I pressed toward the window to watch them pass and then looked forward to an abrupt contrast. Up ahead was the Pera Palace, the extreme version of this whole mission’s neoclassical motif, the style seeming more aridly aloof after seeing the boys from the battlefield. The hotel looked like a mostly unaltered stone box, registering on the eye about like a Jack Daniel’s shipping crate, but without the juice.
Just before it, we turned into a narrow, cobbled side street, traversing the short side of the hotel, and then turned again and stopped before the main entrance.
Selene and I stepped down from the cab, and a couple of young fezes in long, brass-buttoned, pigeon-gray uniforms rushed forward to deal with our bags. I put a hand lightly under Selene’s elbow to guide her the few paces across the sidewalk. But I caught a movement in my periphery to the right and I looked that way as a German officer, who had just stepped from a taxi behind us, took a stride in our direction.
Selene looked too and we paused for the man, who gave us a quick, dismissive glance, easily accepting that he should go before us. His uniform was the German feldgrau—field gray, but with tones of green to blend into a battlefield — and his shoulder boards each had two pips. A full colonel. He also wore a Pickelhaube, the ridiculous, black, polished-leather spiked helmet that sat up over the ears protecting very little except the feelings of inadequacy of the officer beneath it. Did I feel Selene tense up a bit beside me? These were her guys. These were the guys I had to deal with.

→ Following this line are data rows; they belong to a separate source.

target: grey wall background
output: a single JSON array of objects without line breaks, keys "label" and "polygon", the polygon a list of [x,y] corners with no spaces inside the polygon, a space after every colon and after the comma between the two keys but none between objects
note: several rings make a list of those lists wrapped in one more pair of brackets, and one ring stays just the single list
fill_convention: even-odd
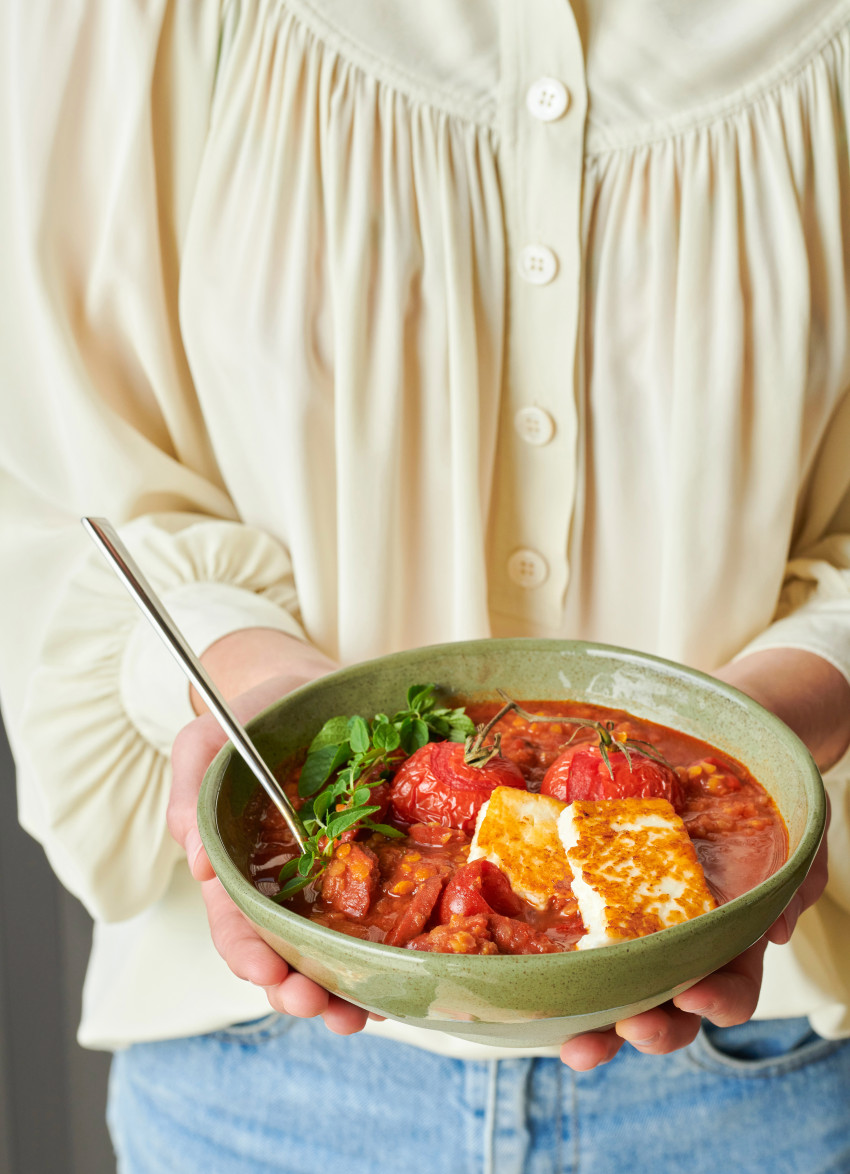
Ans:
[{"label": "grey wall background", "polygon": [[92,925],[19,826],[0,727],[0,1174],[115,1174],[109,1057],[76,1044]]}]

The tin-pot Hun did a sharp right face in front of us and a guy was coming out of the hotel with the same beefy face but wearing a three-piece tweed suit and a matching Alpine hat. The man in the suit stiffened and paused and shot a crisp salute at the uniform, who saluted in return. The one disappeared into the hotel and the other turned to his right, heading up the Rue des Petits-Champs. The colonel was returning from a night on duty or a high-level early staff meeting, perhaps at the German embassy just up the street. The lesser officer in mufti was off duty. The Huns were dressing down to civies to keep a low public profile. Which meant privately they were working hard to control the Turkish government.
Selene and I followed the colonel into the marble entrance foyer and we checked in at the front desk, which was off to one side. I half expected further instructions to be waiting for me, but there was nothing. We went up the short staircase at the back of the foyer and stepped into the vast central space that lifted your chest like a cathedral or a major mosque. This was the grand Kubbeli Salon, with six domes floating fifty feet overhead, though secular domes, profusions of circular glass panes — the Western quarter’s architectural nod to the religious big business down the hill and across the Bosporus on the Golden Triangle of Stamboul. At the north end of the space were double doors. We passed through them and stood before a mahogany electric elevator car whose portal was an abrupt departure from all the neoclassicism: its cast-iron gate was an open-web facade of violent art nouveau curves.
The door clanged behind us. The operator opened the circuit, and we rose, the tops of the six domes soon appearing below us, becoming the faux floor of an atrium rimmed by four levels of rooms, the passageways balustraded by more art nouveau iron. We arrived at the top and we stood before her room, mine just a little farther along.